SAS/IML Robust Regression Examples
Example 9.1: LMS and LTS with Substantial Leverage Points: Hertzsprung-Russell Star Data
The following data are reported in Rousseeuw and Leroy (1987, p. 27) and are based on Humphrey (1978) and Vansina and De
Greve (1982). The 47 observations correspond to the 47 stars of the CYG OB1 cluster in the direction of Cygnus. The
regressor variable (column 2) x is the logarithm of the effective temperature at the
surface of the star (Te), and the response variable (column 3) y is the logarithm of its light intensity (L /
L0). The results for LS and LMS on page 28 of Rousseeuw and Leroy (1987) are based on a more
precise (five decimal places) version of the data set. This data set is remarkable in that it contains four substantial
leverage points (giant stars) corresponding to observations 11, 20, 30, and 34 that greatly affect the results of L2 and even L1 regression.
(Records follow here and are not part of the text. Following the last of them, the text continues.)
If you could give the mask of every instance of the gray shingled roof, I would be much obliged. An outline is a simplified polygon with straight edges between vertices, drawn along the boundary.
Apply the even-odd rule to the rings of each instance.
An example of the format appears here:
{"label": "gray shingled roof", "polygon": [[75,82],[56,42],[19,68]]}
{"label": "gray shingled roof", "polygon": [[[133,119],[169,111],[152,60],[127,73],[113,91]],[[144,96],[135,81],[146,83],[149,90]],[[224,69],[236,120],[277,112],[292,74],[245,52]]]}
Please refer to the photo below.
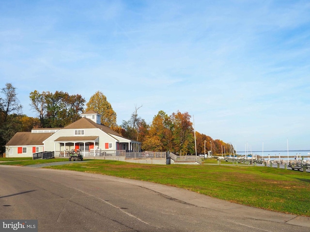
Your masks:
{"label": "gray shingled roof", "polygon": [[17,132],[6,144],[6,146],[43,145],[43,142],[54,133]]}
{"label": "gray shingled roof", "polygon": [[96,123],[91,119],[86,118],[86,117],[80,118],[78,121],[76,121],[63,128],[64,129],[89,129],[92,128],[98,128],[108,134],[124,138],[124,137],[122,136],[121,134],[114,131],[110,128],[104,126],[102,124]]}
{"label": "gray shingled roof", "polygon": [[69,142],[69,141],[94,141],[99,136],[67,136],[60,137],[55,141]]}
{"label": "gray shingled roof", "polygon": [[86,112],[84,112],[81,115],[93,115],[94,114],[98,114],[99,115],[101,115],[100,114],[94,111],[93,110],[89,110],[88,111],[86,111]]}

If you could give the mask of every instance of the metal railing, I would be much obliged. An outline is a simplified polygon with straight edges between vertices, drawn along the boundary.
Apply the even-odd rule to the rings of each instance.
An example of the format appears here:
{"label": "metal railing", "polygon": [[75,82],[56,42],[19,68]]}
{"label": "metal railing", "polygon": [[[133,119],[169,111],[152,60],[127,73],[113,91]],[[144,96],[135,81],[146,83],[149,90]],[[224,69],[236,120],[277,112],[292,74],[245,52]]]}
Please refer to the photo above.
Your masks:
{"label": "metal railing", "polygon": [[201,158],[196,156],[177,156],[170,152],[170,158],[176,162],[197,162],[200,164],[202,163]]}
{"label": "metal railing", "polygon": [[166,159],[167,152],[144,151],[143,152],[126,152],[126,159]]}
{"label": "metal railing", "polygon": [[53,151],[43,151],[32,154],[32,160],[37,160],[38,159],[46,160],[54,158],[55,158],[55,155]]}

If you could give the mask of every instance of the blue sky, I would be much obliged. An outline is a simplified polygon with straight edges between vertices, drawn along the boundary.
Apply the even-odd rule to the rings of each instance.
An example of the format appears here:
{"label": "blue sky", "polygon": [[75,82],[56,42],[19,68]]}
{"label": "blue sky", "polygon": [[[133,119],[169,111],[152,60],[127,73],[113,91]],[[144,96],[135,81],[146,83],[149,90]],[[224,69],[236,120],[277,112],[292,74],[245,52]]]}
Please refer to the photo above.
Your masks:
{"label": "blue sky", "polygon": [[[237,150],[310,149],[309,0],[14,0],[0,4],[0,80],[194,116]],[[192,119],[193,117],[192,117]]]}

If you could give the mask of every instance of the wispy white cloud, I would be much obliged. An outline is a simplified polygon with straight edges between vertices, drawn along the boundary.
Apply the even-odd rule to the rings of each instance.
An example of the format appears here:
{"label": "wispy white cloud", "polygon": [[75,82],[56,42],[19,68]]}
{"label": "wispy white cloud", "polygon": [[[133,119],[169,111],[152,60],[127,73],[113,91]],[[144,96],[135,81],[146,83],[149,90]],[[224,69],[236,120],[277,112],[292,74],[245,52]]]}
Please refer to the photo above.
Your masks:
{"label": "wispy white cloud", "polygon": [[119,124],[142,104],[147,122],[188,112],[237,147],[291,135],[310,148],[308,1],[13,1],[0,6],[0,78],[29,116],[34,89],[99,90]]}

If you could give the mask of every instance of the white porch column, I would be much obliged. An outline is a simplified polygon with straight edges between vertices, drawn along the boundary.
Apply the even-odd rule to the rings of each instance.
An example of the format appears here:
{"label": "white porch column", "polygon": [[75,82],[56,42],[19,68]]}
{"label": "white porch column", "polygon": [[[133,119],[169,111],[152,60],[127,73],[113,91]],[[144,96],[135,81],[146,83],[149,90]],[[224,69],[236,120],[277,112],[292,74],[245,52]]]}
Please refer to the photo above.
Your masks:
{"label": "white porch column", "polygon": [[85,144],[86,143],[84,142],[84,157],[85,157]]}

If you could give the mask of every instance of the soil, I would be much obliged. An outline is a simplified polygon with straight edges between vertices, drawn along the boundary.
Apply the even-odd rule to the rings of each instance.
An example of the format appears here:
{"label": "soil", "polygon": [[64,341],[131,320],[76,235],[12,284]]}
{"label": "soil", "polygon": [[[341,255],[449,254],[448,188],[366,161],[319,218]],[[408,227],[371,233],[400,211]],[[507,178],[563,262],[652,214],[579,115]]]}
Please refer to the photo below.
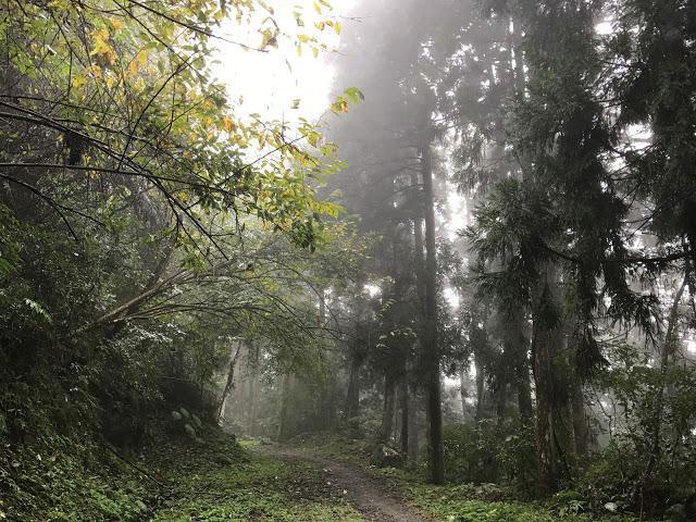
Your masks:
{"label": "soil", "polygon": [[366,521],[432,522],[432,519],[408,506],[384,481],[357,465],[287,449],[264,448],[264,451],[287,462],[306,462],[316,467],[327,486],[321,493],[332,497],[345,496]]}

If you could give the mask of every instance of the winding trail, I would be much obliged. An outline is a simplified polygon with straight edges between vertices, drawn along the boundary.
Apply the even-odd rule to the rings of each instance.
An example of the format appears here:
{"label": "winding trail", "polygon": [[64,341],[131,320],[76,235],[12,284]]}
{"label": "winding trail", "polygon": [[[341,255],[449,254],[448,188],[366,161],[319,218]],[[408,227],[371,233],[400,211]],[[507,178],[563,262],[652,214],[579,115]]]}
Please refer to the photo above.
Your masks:
{"label": "winding trail", "polygon": [[344,462],[284,448],[265,448],[264,452],[286,462],[307,462],[324,474],[326,485],[344,495],[369,522],[432,522],[433,519],[409,507],[388,485],[365,470]]}

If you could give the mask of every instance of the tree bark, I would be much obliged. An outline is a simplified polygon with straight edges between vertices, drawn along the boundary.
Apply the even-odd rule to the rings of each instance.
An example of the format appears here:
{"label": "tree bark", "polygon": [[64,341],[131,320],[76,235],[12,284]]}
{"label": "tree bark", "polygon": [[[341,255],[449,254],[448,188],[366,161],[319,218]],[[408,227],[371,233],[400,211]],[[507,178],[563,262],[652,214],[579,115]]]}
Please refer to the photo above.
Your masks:
{"label": "tree bark", "polygon": [[290,393],[293,387],[293,376],[286,373],[283,376],[283,384],[281,389],[281,411],[278,414],[278,440],[287,440],[290,438]]}
{"label": "tree bark", "polygon": [[241,353],[241,347],[243,346],[244,346],[244,343],[238,340],[237,341],[237,349],[233,350],[229,353],[229,364],[227,366],[227,382],[225,383],[225,388],[222,391],[222,397],[220,398],[220,405],[217,406],[217,422],[220,422],[220,420],[223,417],[223,413],[225,411],[225,403],[227,401],[227,397],[229,397],[229,393],[232,391],[232,388],[234,387],[235,368],[237,366],[237,361],[239,360],[239,355]]}
{"label": "tree bark", "polygon": [[589,445],[589,430],[587,427],[587,415],[585,414],[585,397],[580,381],[575,380],[571,391],[575,452],[580,457],[585,457]]}
{"label": "tree bark", "polygon": [[382,411],[382,428],[380,430],[381,444],[389,444],[394,430],[394,412],[396,398],[396,377],[391,372],[384,376],[384,408]]}
{"label": "tree bark", "polygon": [[549,270],[546,278],[538,282],[532,334],[532,370],[536,395],[536,458],[538,467],[538,487],[542,495],[558,489],[558,476],[554,460],[554,433],[551,430],[552,369],[551,344],[552,328],[543,318],[543,308],[551,297]]}
{"label": "tree bark", "polygon": [[346,393],[346,419],[352,419],[360,413],[360,369],[363,358],[357,349],[350,358],[350,372],[348,373],[348,391]]}
{"label": "tree bark", "polygon": [[399,391],[399,409],[401,411],[401,433],[399,442],[401,453],[408,458],[409,455],[409,378],[408,375],[401,377],[401,389]]}
{"label": "tree bark", "polygon": [[443,455],[443,411],[440,398],[439,347],[437,345],[437,253],[435,240],[435,198],[430,141],[421,146],[423,197],[425,203],[425,318],[423,351],[425,363],[426,410],[428,422],[430,478],[445,481]]}

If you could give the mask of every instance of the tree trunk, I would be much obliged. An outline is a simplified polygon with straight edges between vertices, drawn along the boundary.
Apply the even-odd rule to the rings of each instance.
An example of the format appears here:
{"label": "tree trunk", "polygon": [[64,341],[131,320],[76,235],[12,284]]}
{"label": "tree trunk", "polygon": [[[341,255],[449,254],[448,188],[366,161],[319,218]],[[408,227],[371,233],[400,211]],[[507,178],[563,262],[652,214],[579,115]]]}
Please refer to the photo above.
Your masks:
{"label": "tree trunk", "polygon": [[485,417],[484,406],[486,396],[486,382],[483,373],[483,360],[480,350],[474,352],[474,366],[476,366],[476,422]]}
{"label": "tree trunk", "polygon": [[672,308],[670,310],[670,316],[667,325],[667,333],[664,335],[664,344],[662,346],[662,353],[660,355],[660,375],[661,382],[657,391],[657,398],[655,399],[655,414],[652,415],[652,440],[650,443],[650,456],[648,457],[648,462],[645,467],[645,471],[643,472],[643,476],[641,477],[639,487],[636,488],[636,493],[643,495],[643,489],[647,484],[655,465],[657,463],[657,459],[660,456],[660,428],[662,425],[662,415],[664,413],[664,381],[666,375],[670,365],[670,358],[676,351],[676,347],[679,344],[679,303],[684,296],[684,290],[688,285],[689,272],[688,270],[684,274],[684,281],[682,286],[676,291],[674,296],[674,301],[672,302]]}
{"label": "tree trunk", "polygon": [[575,435],[575,452],[580,457],[587,455],[589,444],[589,430],[587,427],[587,415],[585,414],[585,397],[583,395],[583,386],[580,381],[575,380],[572,387],[572,408],[573,408],[573,433]]}
{"label": "tree trunk", "polygon": [[421,147],[423,197],[425,202],[425,321],[423,351],[425,363],[431,481],[445,481],[443,456],[443,411],[440,399],[439,348],[437,345],[437,253],[435,240],[435,198],[430,142]]}
{"label": "tree trunk", "polygon": [[[417,396],[413,395],[414,399]],[[419,428],[419,401],[411,400],[409,406],[409,448],[408,448],[408,461],[411,465],[418,463],[419,450],[420,450],[420,428]]]}
{"label": "tree trunk", "polygon": [[281,389],[281,411],[278,414],[278,440],[287,440],[290,438],[290,393],[293,387],[293,377],[289,373],[283,376]]}
{"label": "tree trunk", "polygon": [[352,419],[360,413],[360,369],[363,358],[355,350],[350,358],[350,373],[348,374],[348,391],[346,393],[346,419]]}
{"label": "tree trunk", "polygon": [[227,402],[227,397],[229,397],[229,393],[234,387],[235,381],[235,368],[237,365],[237,361],[239,360],[239,355],[241,353],[241,347],[244,343],[237,341],[237,349],[232,350],[229,353],[229,364],[227,366],[227,382],[225,383],[225,388],[222,391],[222,397],[220,398],[220,405],[217,406],[217,422],[223,417],[225,411],[225,403]]}
{"label": "tree trunk", "polygon": [[[548,276],[548,270],[547,276]],[[558,476],[554,460],[554,433],[551,430],[552,369],[551,344],[554,335],[545,321],[543,308],[551,298],[548,277],[538,282],[532,334],[532,370],[536,395],[536,458],[538,486],[542,495],[558,489]]]}
{"label": "tree trunk", "polygon": [[401,453],[408,458],[409,455],[409,378],[408,375],[401,377],[401,389],[399,395],[399,409],[401,410]]}
{"label": "tree trunk", "polygon": [[384,376],[384,409],[382,411],[382,428],[380,430],[381,444],[389,444],[394,430],[394,412],[396,396],[396,377],[391,372]]}

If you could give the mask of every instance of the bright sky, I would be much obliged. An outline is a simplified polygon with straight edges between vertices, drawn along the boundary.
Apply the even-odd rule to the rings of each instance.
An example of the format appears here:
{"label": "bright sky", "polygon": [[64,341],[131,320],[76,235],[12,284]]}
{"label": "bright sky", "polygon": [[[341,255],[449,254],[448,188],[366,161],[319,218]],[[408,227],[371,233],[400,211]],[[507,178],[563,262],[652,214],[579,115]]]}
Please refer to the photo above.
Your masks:
{"label": "bright sky", "polygon": [[[266,3],[273,8],[273,18],[282,33],[312,35],[318,33],[313,28],[315,22],[340,17],[355,0],[333,0],[333,11],[324,10],[321,15],[314,10],[313,0],[266,0]],[[304,27],[298,27],[293,14],[298,7],[302,12]],[[269,21],[262,25],[268,16],[268,12],[259,12],[252,24],[257,28],[271,27]],[[239,34],[234,21],[228,24],[235,30],[231,38],[252,46],[261,44],[262,37],[256,30]],[[338,46],[339,36],[331,27],[320,35],[331,49]],[[296,121],[302,116],[310,122],[316,121],[328,108],[334,76],[325,57],[320,54],[314,58],[309,47],[299,57],[295,46],[283,38],[278,40],[278,49],[269,51],[245,51],[232,44],[220,45],[220,63],[214,66],[214,72],[227,85],[229,98],[239,100],[241,97],[244,102],[238,109],[240,113],[259,113],[262,120]],[[296,99],[301,100],[300,107],[293,109]]]}

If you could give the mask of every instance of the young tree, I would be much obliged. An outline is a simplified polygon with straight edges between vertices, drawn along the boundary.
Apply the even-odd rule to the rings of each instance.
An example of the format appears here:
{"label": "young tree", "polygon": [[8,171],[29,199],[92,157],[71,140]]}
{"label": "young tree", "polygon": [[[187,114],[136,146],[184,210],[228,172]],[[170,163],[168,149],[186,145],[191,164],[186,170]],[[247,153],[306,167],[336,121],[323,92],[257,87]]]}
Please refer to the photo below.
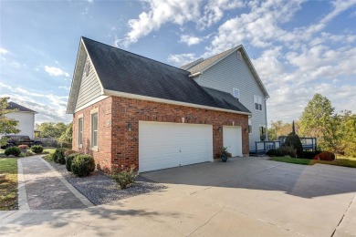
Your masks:
{"label": "young tree", "polygon": [[308,102],[300,118],[300,135],[318,139],[322,149],[335,149],[336,126],[334,108],[320,94],[315,94]]}
{"label": "young tree", "polygon": [[[7,109],[8,99],[9,98],[0,98],[0,134],[20,132],[20,130],[16,129],[18,121],[5,116],[5,114],[16,111],[16,109]],[[5,145],[6,141],[6,138],[2,138],[0,139],[1,146]]]}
ab = { 1 4.37 5.23, 2 4.56 5.74, 3 4.26 4.93,
4 4.56 5.74, 5 4.30 5.19, 6 4.46 5.46,
7 3.84 4.65, 8 4.57 5.27, 9 4.26 5.57,
10 4.37 5.12, 11 3.49 5.73, 12 4.43 5.45,
13 4.48 5.42, 14 4.01 4.05, 15 4.29 4.26,
16 4.42 4.58, 17 4.23 3.94, 18 4.42 4.18,
19 4.23 4.18, 20 3.49 5.89, 21 4.29 4.38,
22 4.29 4.22, 23 4.42 4.42, 24 4.49 4.85,
25 4.38 5.02, 26 4.42 4.66, 27 4.29 4.66,
28 4.38 4.90, 29 4.22 4.39, 30 3.48 6.05,
31 4.38 4.42, 32 4.56 5.10, 33 4.45 5.22,
34 3.49 6.29, 35 4.23 4.34, 36 4.62 5.62,
37 4.53 5.10, 38 4.45 5.22, 39 4.53 5.18,
40 4.43 5.57, 41 4.38 4.62, 42 4.45 5.06,
43 4.50 5.34, 44 4.45 5.34, 45 4.55 5.54,
46 4.45 4.98, 47 4.42 4.50 } ;
a = ab[,2]; b = ab[,3];
The following code specifies that most of the output be printed.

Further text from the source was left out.